Ice, ice cream, screamers, fishing tackle, booze, DVDs, propane, toys, souvenirs, batteries, and maybe even a latte, or a pair of wooden shoes — all in one place, the summer beach store.
You never know what you’re going to need, want or run out of when vacationing — but chances are you’ll find it at the summer beach store down the road from the lake or campsite.
Two separate stores along Gull Lake have been friends to holidayers for many years. The Wooden Shoe Gull Lake is on the south end of the lake and Parkland Beach General Store is on the north end.
“Can you just give me a minute, I’m just serving up some burgers and fries,” says Parkland Beach store owner Jill Mitchell, so the interview is done between her running the till and pauses in customer traffic.

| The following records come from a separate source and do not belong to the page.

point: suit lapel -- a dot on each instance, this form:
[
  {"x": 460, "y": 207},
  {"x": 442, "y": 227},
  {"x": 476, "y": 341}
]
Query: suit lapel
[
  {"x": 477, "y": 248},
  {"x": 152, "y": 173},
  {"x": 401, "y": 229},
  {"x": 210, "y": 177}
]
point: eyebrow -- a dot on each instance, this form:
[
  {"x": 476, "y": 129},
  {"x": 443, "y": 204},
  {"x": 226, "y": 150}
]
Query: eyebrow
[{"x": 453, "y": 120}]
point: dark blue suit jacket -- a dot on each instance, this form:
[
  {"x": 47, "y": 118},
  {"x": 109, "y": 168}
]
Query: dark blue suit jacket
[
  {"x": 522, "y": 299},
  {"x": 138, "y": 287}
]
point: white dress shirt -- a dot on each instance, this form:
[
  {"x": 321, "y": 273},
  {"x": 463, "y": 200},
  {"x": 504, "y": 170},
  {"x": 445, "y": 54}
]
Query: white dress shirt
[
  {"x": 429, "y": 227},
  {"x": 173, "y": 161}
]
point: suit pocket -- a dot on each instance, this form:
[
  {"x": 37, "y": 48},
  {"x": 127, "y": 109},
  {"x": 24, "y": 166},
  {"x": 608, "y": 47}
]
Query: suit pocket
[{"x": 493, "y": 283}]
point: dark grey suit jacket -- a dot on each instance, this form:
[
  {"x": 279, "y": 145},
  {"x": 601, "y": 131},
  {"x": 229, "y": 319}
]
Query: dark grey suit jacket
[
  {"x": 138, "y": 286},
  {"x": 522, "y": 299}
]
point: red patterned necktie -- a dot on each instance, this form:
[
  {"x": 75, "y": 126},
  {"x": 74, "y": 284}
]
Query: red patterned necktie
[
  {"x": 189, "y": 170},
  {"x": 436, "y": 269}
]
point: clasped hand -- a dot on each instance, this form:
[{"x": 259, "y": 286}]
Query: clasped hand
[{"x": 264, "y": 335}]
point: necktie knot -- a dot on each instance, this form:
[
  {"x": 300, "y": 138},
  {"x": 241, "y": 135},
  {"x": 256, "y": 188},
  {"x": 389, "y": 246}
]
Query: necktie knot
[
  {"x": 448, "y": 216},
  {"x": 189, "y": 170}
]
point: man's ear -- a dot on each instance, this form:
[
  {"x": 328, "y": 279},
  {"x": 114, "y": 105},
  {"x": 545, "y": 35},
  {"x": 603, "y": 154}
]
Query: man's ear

Mitchell and her husband Robert came to Canada from the United Kingdom in 2003. They eventually ended up owning store seven years ago.
“I just fancied the challenge and I’d never worked in a store in my life or used the till in fact,” the former youth worker said.
The store is unusual in that it also is able to sell alcohol, a big seller, said Mitchell. But they also sell a lot other things like ice cream and cold drinks It has a small kitchen for take out food.
“We certainly try to sell everything. … the usual things including ice cream, children’s toys, a bit of everything really.”
When summer hits, it’s batteries, dairy products, frozen meals, maggots and worms and other things in big demand.
When they took over the store, located on Parkland Beach road off Hwy 771, the community helped them with ideas on what to sell. They operate year-round and the winter is busy enough selling fishing equipment to ice fishers.
Located next to a marina, Mitchell said she has noticed a big change in activity since the Parkland Beach Summer Village posted signage at both ends of Hwy 771. A lot of people don’t realize there is a beach, said Mitchell.
Many people go to Aspen Beach Provincial Park’s day use area, on the south end of Gull Lake, but there have been occasions lately that no one can get in after 11 a.m. because they are full.
Mitchell works at the store full time by herself while her husband works in Red Deer.
As for ice sales, “Oh my gosh, now we’re talking. I bag the ice. That’s a big seller. I have an ice machine. I had forgotten about the ice on purpose.”
The store is flanked on two sides by RV parks. On hot days she sells a lot of ice cream, but sales are right across the board, and on cooler days it’s chocolate bars, chips and dip.
And because of her European background, she also sells lattes and cappuccinos.
Down south, at the Wooden Shoe Gull Lake, manager Caitlin Luymes has been busy at the store “with the blue roof.”
Luymes worked at the store — owned by her cousins Val Vanaaken and Christy Luymes — as a summer job for eight years, and has been full time for the past three. A staff of eight people work there because it also has a restaurant, which offers a buffet on weekends.
“It’s been really busy. We actually sold 25 tubs of ice cream on (June 27) in six hours. It’s been crazy, especially with the heat.” They ran out of ice — something that hardly ever happens — that same weekend when temperatures in Central Alberta hovered around 30C.
The most popular ice cream flavours appear to be tiger and Rolo but they do sell a lot of plain vanilla as well, Luymes said.
Also a year-round store, the summer is busier because the beach is open.
A lot of people come in looking for things like ketchup, camping supplies like eggs and bacon, hot dog roasting sticks, table cloths, ropes, flashlights, said Luymes.
“Fishing gear in the winter is one of our biggest sales, live and frozen bait. Lots of people ask for different kinds of hooks. We try and help out as best as we can.”
This store also has something people from as far away as Texas want.
The area has a lot of people of Dutch ancestry so the store stocks a variety of Dutch food items like licorice, soups and cake mixes.
And for something unusual and indicative of the versatility of the summer beach store, they also sell modern style, black “wooden shoes” also known as klompens.
“I just got off the phone with a lady that is taking six pairs to Texas,” Luymes said.